Two Recruiting Stories, One True
Locked in a difficult war, the U.S. Army is exceeding its re-enlistment and first-time enlistment goals.Apparently Neal forget to check his biases at the door and neglected to fact-check his assumptions.
His piece is a stark contrast to Ralph Peters' NYPost piece. Peters gets his hands on numbers, checks them out, reports them and analyzes what they mean.
Neal looks for proof to underscore the point he wants to make. That point is that rich conservatives won't send their sons and daughters to fight a war they support. To prove his point, he presents this:
[A] Marine recruiter, Staff Sgt. Jason Rivera, who went to an affluent suburb outside of Pittsburgh to follow up with a young man who had expressed interest in enlisting. He pulled up to a house with American flags displayed in the yard. The mother came to the door in an American flag T-shirt and openly declared her support for the troops.
But she made it clear that her support only went so far.
"Military service isn't for our son," she told Rivera. "It isn't for our kind of people."

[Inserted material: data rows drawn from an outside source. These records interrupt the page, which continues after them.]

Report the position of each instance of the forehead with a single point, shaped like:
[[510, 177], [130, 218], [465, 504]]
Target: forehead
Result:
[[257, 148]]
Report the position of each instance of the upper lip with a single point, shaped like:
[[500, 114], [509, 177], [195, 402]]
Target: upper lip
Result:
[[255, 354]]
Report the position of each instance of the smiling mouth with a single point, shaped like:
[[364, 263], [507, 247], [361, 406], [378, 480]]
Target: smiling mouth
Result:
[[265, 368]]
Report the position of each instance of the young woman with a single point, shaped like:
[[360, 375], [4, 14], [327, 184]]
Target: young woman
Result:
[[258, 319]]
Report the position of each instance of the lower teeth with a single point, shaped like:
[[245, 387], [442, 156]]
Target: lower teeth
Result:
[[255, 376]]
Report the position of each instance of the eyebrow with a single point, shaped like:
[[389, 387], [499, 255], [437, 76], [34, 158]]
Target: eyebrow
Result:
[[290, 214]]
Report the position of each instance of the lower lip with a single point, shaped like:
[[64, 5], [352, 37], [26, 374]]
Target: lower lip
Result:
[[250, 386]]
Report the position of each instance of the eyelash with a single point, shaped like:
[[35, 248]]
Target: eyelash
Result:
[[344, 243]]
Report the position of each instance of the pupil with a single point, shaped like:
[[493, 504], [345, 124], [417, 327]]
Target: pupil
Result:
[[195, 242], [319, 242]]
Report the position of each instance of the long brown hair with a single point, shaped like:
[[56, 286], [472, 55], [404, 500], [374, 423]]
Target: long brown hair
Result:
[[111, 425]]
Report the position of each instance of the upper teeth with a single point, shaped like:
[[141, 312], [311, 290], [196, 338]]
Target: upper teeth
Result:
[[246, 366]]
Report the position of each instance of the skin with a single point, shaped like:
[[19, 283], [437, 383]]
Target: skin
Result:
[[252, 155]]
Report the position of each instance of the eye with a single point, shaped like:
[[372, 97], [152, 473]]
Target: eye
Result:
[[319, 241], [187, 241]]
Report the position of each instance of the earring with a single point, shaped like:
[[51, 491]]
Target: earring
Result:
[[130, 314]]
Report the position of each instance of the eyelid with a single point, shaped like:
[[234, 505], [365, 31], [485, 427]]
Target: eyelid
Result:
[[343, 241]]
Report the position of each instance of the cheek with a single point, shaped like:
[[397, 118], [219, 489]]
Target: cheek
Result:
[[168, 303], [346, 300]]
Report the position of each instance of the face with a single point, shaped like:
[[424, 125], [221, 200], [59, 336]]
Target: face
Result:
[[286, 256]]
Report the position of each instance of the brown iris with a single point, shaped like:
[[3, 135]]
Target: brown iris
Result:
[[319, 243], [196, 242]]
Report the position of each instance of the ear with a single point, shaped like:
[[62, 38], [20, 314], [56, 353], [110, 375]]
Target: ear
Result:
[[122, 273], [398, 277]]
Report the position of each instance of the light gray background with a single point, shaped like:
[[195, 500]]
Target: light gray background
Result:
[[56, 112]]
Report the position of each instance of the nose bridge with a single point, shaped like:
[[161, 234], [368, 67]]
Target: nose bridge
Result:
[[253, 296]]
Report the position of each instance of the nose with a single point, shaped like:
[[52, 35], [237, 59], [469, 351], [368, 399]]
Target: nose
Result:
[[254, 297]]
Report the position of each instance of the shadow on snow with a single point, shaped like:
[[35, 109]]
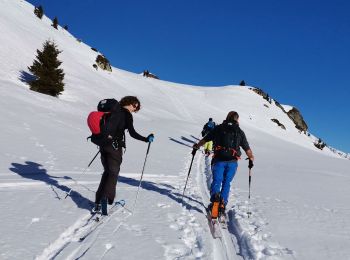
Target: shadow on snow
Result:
[[166, 190], [34, 171]]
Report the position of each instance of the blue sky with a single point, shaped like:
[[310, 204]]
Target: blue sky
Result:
[[296, 51]]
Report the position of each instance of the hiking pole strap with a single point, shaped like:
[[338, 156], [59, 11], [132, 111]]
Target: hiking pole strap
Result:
[[70, 190]]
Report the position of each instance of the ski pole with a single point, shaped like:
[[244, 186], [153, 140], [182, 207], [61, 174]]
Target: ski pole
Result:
[[143, 169], [250, 180], [189, 171], [69, 192]]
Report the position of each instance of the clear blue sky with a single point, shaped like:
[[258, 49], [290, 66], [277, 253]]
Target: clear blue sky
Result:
[[298, 51]]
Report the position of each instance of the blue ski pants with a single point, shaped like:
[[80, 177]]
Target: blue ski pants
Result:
[[223, 173]]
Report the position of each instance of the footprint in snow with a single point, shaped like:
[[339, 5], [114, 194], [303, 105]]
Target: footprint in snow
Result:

Wow. That proves it! And to Neal's mind, it gets him neatly past the troubling fact that the military doesn't keep records on the family finances of its recruits.
The studies he cites are mostly too old to matter any more. They all suffer from the fact that there are no records upon which to be based, and they make the same mistake he makes: They set out to "prove" preconceived assumptions ... and they only look at recruits and overlook the military academies, which are chock full of kids from families with decent incomes.